Long story made very short, I was a pastor in a large denomination for a number of years. Through God’s release of a new vision for a new kind of ministry in my soul, four and a half years ago I moved with my wife and three teenagers, without a job or a place to live, to a city I wasn’t from, to try to do ministry I didn’t yet know how to do with people I didn’t yet know how to meet. I have every confidence I will not be asked to teach strategic planning at Harvard Business anytime soon, so that frees up part of my future calendar.
What I have gotten to be a part of is the emergence of a community of people comprising a dynamic mix of relatively traditional believers, many skeptics and agnostics, and some even of other world religions, bound together in a Kingdom kind of living that is giving hope and a reason to believe to us all. This community embodies the gospel in such a way that those previously disconnected, disappointed, disillusioned and disenfranchised are finding their place in a missional ecology that precedes but leads to a deep faith. It is powerful and beautiful.
When I was in seminary, I had a favorite professor. He taught advanced Hebrew courses and Old Testament. I had him for both. I loved calling his office phone when he wasn’t in, for his voicemail message went something like this: “Hello. You’ve reached the disembodied voice of Dr. So and So.” Leave your name and number, and I’ll call you back when the rest of me returns.” I thought it was hilarious.
I realized about a year ago that that message was a perfect way to describe what the Church has become in North America:
a disembodied voice. A lot of words and too little life. A proposition without a prototype. And we all are begging for an incarnation.

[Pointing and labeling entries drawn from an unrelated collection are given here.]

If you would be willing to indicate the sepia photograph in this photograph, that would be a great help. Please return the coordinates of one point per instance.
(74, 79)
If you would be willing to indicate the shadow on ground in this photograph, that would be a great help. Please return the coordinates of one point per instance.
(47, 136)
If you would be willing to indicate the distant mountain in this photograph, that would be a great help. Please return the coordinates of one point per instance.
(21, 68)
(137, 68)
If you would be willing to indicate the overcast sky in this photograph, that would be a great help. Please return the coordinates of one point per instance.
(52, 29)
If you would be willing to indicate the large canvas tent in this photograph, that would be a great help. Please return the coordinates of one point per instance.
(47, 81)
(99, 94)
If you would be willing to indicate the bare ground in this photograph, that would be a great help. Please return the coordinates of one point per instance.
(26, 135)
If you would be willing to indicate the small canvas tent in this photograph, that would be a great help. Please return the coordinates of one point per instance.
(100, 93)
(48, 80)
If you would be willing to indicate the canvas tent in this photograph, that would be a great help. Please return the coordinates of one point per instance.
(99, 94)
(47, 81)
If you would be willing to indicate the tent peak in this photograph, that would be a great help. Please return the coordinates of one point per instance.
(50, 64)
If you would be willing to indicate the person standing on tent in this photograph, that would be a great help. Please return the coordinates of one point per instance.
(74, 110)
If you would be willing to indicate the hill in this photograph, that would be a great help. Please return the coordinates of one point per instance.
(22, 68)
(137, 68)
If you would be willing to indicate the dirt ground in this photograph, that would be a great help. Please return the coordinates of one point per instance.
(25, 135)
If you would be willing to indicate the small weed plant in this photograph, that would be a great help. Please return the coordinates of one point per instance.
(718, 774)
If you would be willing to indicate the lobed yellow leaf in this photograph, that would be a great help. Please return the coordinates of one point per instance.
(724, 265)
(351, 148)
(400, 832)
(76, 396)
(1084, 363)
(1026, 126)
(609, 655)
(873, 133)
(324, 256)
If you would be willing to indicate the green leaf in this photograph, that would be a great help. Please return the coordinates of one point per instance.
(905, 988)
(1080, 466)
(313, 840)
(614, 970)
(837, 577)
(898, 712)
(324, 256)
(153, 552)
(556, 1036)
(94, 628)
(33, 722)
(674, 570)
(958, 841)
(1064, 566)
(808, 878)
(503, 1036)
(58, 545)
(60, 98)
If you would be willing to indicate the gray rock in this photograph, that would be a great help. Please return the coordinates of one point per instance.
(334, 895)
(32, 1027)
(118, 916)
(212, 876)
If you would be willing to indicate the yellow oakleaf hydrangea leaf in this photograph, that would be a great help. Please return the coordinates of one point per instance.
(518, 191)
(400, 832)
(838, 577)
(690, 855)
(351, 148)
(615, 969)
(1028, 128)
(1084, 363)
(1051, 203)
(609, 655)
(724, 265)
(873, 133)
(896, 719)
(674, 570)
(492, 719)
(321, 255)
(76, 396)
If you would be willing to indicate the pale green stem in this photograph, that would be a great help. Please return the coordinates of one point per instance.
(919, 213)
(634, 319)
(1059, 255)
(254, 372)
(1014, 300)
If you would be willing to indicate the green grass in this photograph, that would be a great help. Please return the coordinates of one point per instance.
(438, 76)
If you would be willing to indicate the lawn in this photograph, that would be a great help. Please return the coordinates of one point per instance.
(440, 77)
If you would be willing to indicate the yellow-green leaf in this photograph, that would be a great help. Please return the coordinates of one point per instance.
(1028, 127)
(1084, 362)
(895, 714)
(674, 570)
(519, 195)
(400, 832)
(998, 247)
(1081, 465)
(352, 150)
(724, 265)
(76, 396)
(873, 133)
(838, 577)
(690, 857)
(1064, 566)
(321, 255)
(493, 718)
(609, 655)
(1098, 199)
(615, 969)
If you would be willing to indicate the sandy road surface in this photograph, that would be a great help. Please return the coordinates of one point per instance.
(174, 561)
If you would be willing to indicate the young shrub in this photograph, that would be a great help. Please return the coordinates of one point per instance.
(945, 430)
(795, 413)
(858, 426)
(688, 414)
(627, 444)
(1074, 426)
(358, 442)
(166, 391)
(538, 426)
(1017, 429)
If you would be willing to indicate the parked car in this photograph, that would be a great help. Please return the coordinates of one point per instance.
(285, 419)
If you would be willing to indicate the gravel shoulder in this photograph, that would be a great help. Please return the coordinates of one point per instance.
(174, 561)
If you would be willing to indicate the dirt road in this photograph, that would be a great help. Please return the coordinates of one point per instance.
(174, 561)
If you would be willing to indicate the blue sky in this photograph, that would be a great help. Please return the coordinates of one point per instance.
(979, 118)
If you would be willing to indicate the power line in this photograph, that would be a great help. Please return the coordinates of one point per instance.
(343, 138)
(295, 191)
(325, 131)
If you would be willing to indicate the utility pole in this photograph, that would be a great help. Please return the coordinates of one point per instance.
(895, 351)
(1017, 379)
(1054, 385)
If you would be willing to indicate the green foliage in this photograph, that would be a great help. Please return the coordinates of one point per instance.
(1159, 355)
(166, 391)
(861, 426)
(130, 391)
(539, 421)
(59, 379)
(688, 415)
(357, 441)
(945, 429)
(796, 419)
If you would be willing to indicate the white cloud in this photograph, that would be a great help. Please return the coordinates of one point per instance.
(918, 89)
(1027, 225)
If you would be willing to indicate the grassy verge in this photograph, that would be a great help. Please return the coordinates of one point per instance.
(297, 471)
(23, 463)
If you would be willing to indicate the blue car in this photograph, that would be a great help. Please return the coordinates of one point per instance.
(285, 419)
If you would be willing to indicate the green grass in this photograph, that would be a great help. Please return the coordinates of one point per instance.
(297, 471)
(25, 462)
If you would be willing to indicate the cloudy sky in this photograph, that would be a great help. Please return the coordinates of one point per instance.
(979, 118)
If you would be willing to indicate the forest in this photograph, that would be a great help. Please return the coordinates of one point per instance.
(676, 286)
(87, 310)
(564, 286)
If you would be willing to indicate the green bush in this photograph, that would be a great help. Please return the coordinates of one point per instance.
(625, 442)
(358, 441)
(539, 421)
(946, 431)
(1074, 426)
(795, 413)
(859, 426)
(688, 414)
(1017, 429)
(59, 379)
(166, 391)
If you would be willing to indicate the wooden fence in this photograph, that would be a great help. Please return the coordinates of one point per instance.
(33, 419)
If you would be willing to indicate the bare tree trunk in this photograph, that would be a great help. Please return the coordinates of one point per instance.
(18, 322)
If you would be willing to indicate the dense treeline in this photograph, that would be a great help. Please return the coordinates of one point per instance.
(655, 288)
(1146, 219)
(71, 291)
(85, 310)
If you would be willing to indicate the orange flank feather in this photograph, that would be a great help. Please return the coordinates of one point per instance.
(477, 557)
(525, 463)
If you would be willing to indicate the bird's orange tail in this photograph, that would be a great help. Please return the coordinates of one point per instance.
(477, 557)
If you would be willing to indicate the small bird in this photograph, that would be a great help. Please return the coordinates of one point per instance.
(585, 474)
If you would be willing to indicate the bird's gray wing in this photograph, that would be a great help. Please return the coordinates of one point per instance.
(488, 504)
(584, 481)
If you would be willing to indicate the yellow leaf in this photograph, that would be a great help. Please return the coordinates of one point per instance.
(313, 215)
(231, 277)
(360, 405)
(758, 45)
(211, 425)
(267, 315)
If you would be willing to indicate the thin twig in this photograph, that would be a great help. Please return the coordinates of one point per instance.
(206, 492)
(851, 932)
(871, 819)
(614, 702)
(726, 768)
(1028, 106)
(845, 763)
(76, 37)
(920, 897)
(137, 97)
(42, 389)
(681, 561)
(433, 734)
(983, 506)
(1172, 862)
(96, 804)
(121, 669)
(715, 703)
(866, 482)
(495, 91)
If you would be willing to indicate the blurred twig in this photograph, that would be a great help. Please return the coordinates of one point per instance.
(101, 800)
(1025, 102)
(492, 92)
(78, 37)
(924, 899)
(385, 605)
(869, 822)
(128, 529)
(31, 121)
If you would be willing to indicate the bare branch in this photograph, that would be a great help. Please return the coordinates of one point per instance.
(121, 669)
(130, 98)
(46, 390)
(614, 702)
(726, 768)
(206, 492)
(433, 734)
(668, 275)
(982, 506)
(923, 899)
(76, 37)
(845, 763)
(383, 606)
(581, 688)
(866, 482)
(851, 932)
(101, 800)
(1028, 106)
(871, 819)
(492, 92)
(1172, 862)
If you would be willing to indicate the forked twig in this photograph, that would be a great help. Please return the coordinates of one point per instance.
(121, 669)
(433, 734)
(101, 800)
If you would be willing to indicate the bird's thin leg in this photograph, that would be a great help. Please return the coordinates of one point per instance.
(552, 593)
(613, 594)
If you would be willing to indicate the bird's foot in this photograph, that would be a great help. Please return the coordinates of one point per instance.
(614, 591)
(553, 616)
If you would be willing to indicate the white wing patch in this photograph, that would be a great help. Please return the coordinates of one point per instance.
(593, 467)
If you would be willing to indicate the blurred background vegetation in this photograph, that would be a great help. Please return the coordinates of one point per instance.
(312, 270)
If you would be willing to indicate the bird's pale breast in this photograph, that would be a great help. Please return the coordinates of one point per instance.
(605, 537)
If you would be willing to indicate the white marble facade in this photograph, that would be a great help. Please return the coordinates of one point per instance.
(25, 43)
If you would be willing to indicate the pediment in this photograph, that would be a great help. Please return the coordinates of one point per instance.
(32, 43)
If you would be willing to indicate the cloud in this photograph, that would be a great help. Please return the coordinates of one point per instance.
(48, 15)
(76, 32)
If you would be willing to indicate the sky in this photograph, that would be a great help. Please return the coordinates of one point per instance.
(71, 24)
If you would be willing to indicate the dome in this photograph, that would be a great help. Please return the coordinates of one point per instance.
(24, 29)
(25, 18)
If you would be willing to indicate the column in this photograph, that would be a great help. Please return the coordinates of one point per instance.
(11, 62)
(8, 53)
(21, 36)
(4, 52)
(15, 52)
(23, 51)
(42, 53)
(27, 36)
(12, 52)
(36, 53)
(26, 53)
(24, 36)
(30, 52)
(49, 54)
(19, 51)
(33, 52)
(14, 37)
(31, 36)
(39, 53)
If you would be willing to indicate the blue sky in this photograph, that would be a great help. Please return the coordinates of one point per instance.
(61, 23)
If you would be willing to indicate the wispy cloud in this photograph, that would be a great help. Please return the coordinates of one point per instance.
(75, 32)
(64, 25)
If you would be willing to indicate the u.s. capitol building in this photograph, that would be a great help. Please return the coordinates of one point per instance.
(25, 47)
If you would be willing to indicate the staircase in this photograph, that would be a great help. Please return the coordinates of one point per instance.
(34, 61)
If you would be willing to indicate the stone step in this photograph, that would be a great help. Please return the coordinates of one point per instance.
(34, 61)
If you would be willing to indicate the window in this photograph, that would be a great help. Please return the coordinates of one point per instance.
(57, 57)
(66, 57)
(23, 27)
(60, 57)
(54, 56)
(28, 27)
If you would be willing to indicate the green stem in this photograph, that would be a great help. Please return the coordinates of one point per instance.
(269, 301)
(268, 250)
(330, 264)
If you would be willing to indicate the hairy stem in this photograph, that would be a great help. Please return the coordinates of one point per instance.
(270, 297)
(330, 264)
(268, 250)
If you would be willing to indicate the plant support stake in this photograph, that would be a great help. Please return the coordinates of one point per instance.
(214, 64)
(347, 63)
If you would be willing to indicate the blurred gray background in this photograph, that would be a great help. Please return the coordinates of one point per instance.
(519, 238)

In Toledo these days, there is a little, but growing group of people learning to live together in a Kingdom kind of way. The deepest skeptic joins with the most devout believer in loving neighbor and risking the impact of trying to live out the teachings of Jesus. Together, we work for justice, and see to it that nobody has to try to make it alone. Belonging precedes believing, and lots of people are learning how to belong and finding out they already do.
For me and my family, it has been hard and very costly in many ways that I won’t describe here. I felt at the time that something really important in me would die if I didn’t try. I’m so glad I did.